Andy Warhol: Motion Pictures è organizzata da Klaus Biesenbach, curatore del Museum of Modern Art, e direttore del MoMA PS1. Non tutti sanno che Warhol, prima della sua morte avvenuta nel 1987, ha stabilito che i suoi film dovevano essere curati dal Moma, e nel 1997 un generoso sostegno da The Andy Warhol Foundation for the Visual Arts ha consentito al museo di conservare e restituire alla circolazione i suoi film, i cui diritti sono detenuti dalla Andy Warhol Museum di Pittsburgh.
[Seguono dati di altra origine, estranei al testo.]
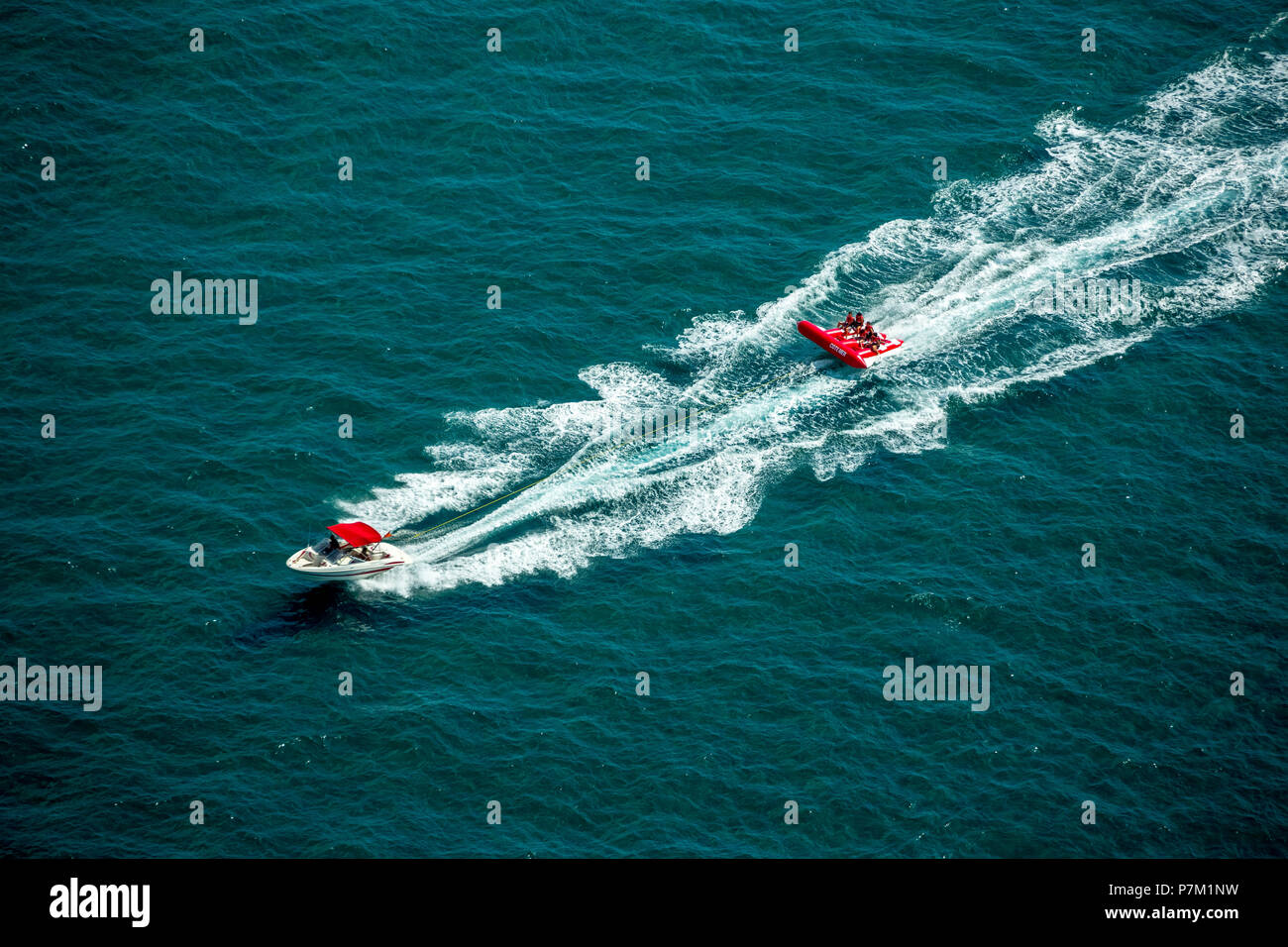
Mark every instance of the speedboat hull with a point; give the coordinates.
(346, 565)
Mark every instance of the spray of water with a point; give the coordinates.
(1188, 197)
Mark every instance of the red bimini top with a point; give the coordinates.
(356, 534)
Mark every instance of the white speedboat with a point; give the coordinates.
(355, 551)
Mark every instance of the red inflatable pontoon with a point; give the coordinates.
(853, 352)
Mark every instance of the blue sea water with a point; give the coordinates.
(938, 504)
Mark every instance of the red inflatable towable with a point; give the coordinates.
(853, 352)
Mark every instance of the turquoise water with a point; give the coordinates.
(938, 502)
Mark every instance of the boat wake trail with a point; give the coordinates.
(991, 291)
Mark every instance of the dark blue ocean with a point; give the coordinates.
(503, 287)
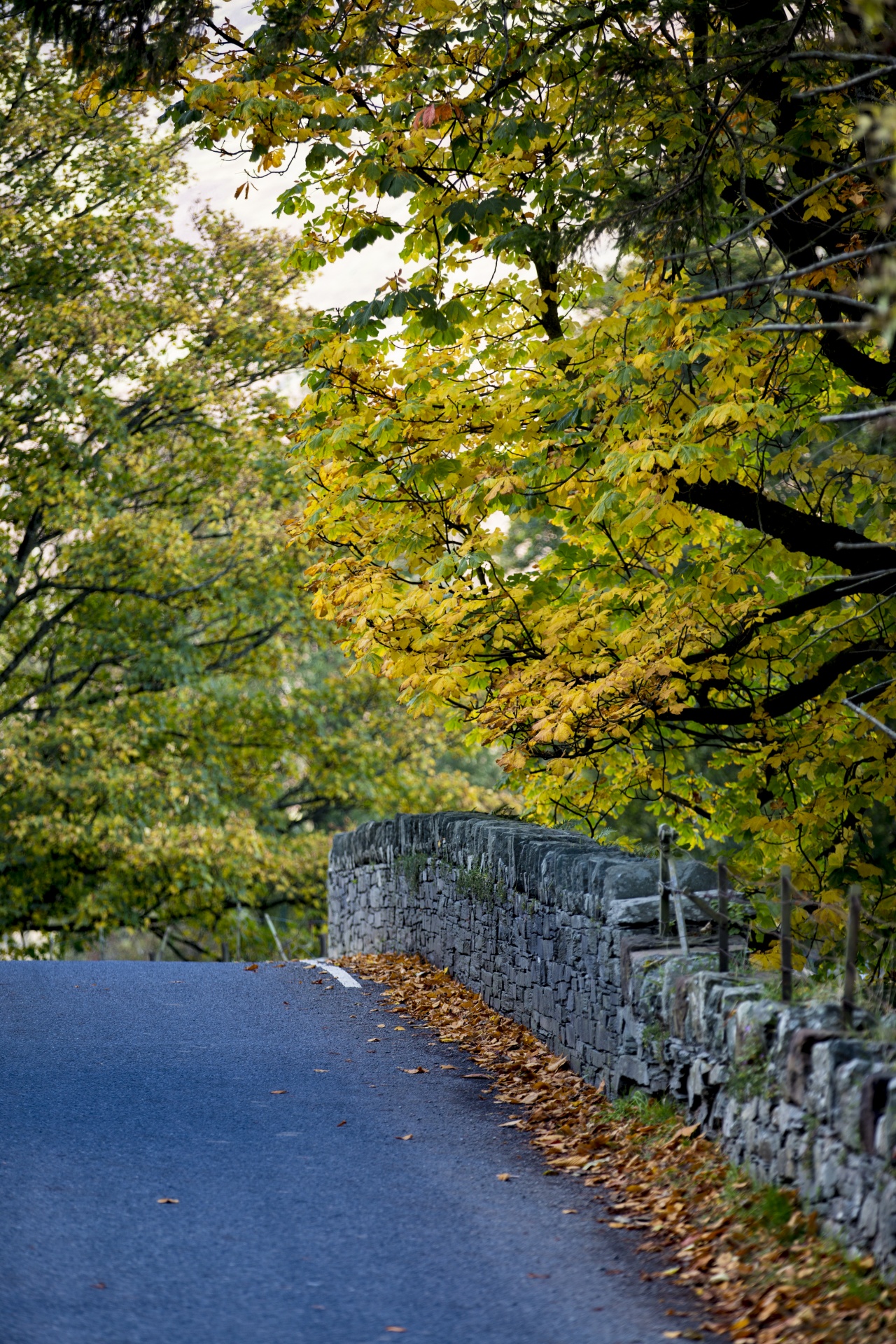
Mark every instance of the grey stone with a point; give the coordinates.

Per questo motivo, in questi giorni dove il freddo a New York si fa sempre più pungente, vedremo “esposti” al sesto piano del museo i suoi “cimeli” ovvero i suoi film. Dodici “Screen Tests” proiettati sulle pareti della galleria; iniziamo la visita “virtuale” gustandoci Sleep attraverso una grande proiezione all’ingresso della mostra ai cui due lati sono esposti Eat e Blow Job. Nel piccolo cinema da 50 posti alla fine della galleria possiamo dare un’occhiata a Kiss e Empire (1964). Le cinque ore e mezzo di Sleep potrebbero forse essere un po’ eccessive ma rientrano nel gioco sul “tempo” tipico dei film di Warhol che dal 1963 comincia a creare ritratti non solo “pittorici” ma da proiettare sul grande schermo: così nasce Sleep dove il soggetto è John Giorno. I baci di coppie girati nell’arco di diversi mesi sono invece i soggetti di Kiss mentre le otto ore del film Empire ci rivelano o ci sottolineano una delle consuetudini della vita: l’attesa.
Caratteristiche dei film? Insolita lentezza unita ad una fluidità del ritmo quasi astratto. Basti considerare i Test-Screen, ritratti dove i soggetti sono stati invitati o ad emulare una fotografia e quiondi a non muoversi o parlare oppure ad “eseguire” un provino oppure altri sono stati ripresi spontaneamente nella loro vita quotidiana. Si crea così una galleria di ritratti, volti, personaggi. Ed è qui l’essenza di Warhol. Un uomo per cui l’immagine come comunicazione era fondamentale e allo stesso tempo era ossessionato dalla sua di immagine, il ritratto, il volto delle persone diventa l’oggetto della sua indagine. Il tempo catturato all’infinito, la lentezza “voluta”, la ripetizione dei gesti, l’attesa del nulla, come nei Test-Screen o in film come Sleep rivelano la volontà di analizzare, di tentare di scoprire, in modo quasi ossessivo, “al rallentatore”, cosa c’è dietro la banalizzazione di quel determinato atteggiamento o di quella situazione. Non è mera ripetizione “pop”, non è “serigrafia in movimento”. Warhol dopotutto era colui che affermò “non è forse la vita una serie d’immagini, che cambiano solo nel modo di ripetersi?”.